I watched as she threw herself into the man’s arms and hugged him as if he was her long-lost grandfather.

  Hesitantly, I climbed out of the pod and walked toward the two of them. They were already immersed in deep conversation and barely noticed when I got there.

  After a few seconds Larc said, “Captain Wink, this is my friend Mike Stellar. You know his parents and he knows Hubble. Mike, this is Captain Wink—commander of the Spirit.”

  “Ah, yes,” the man said, and I could see now that he was very old. “Michael Stellar. I’ve heard a lot about you.”

  “You have?” I asked, not knowing how to respond. “I—I’ve never heard anything about you. Well, except for all the stuff in the news when the Spirit disappeared.”
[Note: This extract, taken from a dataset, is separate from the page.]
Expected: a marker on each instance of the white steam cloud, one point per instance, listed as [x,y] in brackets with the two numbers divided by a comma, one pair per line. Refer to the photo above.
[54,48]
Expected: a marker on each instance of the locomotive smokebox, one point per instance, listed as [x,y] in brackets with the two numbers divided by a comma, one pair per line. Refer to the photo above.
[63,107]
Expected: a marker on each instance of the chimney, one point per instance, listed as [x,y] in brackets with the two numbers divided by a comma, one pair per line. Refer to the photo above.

  “Mi-ike!” Larc said, laughing.

  The old man laughed and patted my shoulder. “Come along now.” He swept me and Larc along with his outstretched arms. “We have a lot to accomplish and not a lot of time to accomplish it in.”

  Before we took another step, though, the door to the alcove opened again and a man stood there wearing possibly the biggest smile I’d ever seen. Even though he was skinny and wore a beard, I recognized Hubble immediately.
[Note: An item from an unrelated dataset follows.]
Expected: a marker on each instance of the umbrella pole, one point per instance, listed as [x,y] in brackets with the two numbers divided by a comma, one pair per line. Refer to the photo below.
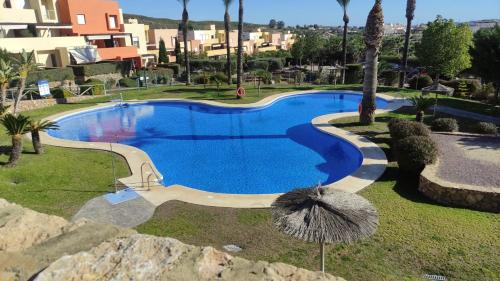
[322,254]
  He swept me up in a whirling hug. Then he plopped me down and grabbed my arms. Roughly he pulled me to him and kissed my forehead with a loud smack.

  “Holy mother of donkeys, kid, you’re huge! Immense! I mean”—he was turning me around now and laughing—“you look like a gen-u-ine grown-up teenaged kid.” He ruffled my hair, then took a step back and looked at me some more.

  I was beaming. I didn’t know what to say. I couldn’t believe it was really him. Hubble. Right in front of me. Talking to me. Alive. Breathing. Hairy.

  “Say something, kiddo. Talk to me. How’s Yeager? Is he as big as you?”

  “Stinky’s fine,” I said. “He’s great—or he will be when he finds out you’re okay. He’s bigger than me now, can you believe it?”

  “How’s your sister?” Hubble asked, his face clouding over.

  “She’s fine, Hubble. She’s never given up looking for you, even when everyone said it was no use.”